Now that I'm writing this essay and thinking about my reading experiences with Grapes and also remembering the John Hawks-directed movie of the novel starring Henry Fonda, I do believe "Hank" Fonda played that early scene (in which Fonda is riding in the cab of the truck) spot-on. The driver tries to politely find out where Tom Joad, who he had just picked up as a hitchhiker, spent the last four years of his life. The driver defends himself, saying, at one point, "Well, that ain't none of my affair," and at another point, "I ain't a nosy guy." That's when Tom Joad unloads on him, saying, "The Hell you ain't. That big old nose a yours been stickin' out eight miles ahead of your face. You had that big nose goin' over me like a sheep in a vegetable patch." A short while later Tom allows, "I done time." Then, as they arrive where Tom asks to be dropped off, he tells the driver, "I know you're wettin' your pants to know what I done. Well, I ain't a guy to let you down."

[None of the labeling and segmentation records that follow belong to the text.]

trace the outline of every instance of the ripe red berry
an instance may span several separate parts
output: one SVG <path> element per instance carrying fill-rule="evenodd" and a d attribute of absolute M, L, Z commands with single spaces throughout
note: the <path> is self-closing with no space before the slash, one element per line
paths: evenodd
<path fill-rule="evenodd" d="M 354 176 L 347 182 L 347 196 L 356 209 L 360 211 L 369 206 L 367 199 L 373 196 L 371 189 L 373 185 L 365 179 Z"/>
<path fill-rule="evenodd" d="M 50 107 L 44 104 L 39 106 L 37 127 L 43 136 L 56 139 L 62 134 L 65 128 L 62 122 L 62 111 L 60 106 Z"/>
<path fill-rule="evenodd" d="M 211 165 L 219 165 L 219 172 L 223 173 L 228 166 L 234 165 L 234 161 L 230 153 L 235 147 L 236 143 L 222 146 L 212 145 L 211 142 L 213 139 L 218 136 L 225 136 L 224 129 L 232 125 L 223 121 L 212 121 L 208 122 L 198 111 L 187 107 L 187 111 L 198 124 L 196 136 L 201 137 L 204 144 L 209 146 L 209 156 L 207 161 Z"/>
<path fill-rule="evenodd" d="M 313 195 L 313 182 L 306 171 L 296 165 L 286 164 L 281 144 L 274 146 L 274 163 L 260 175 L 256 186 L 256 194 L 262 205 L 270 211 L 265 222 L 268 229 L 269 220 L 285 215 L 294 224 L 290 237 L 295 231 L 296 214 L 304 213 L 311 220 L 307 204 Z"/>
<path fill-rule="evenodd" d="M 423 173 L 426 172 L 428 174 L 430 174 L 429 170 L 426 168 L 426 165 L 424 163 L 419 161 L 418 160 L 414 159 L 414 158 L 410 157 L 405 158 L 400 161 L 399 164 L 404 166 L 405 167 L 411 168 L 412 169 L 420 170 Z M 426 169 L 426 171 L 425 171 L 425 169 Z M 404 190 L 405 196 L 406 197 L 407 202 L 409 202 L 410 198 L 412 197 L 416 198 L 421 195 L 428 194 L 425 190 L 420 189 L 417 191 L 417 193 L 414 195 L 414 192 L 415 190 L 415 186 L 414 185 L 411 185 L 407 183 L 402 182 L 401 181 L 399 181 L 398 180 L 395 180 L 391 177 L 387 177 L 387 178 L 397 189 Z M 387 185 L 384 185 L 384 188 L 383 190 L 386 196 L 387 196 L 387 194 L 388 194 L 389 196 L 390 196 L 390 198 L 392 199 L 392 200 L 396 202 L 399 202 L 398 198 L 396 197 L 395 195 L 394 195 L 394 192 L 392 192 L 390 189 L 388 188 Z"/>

As the driver stops to let Tom off, Tom says a single word, "Homicide." Then he adds, "That's a big word. Means I killed a guy. Seven years. I'm sprung in four for keeping my nose clean."

Tom Joad sure knew how to make a vivid first impression on that truck driver. Ditto John Steinbeck, allowing his anti-hero, Tom Joad, to make a vivid first impression on The Grapes of Wrath readers.

Ask yourself about the hitchhiker in that scene: Are those not the words of a guy who, as William Souder put it, is "mad at the world?" I think so. Indeed, I can't wait to read Souder's biography. (The opening pages of his biography read like Steinbeck himself might have written them. (Wow!)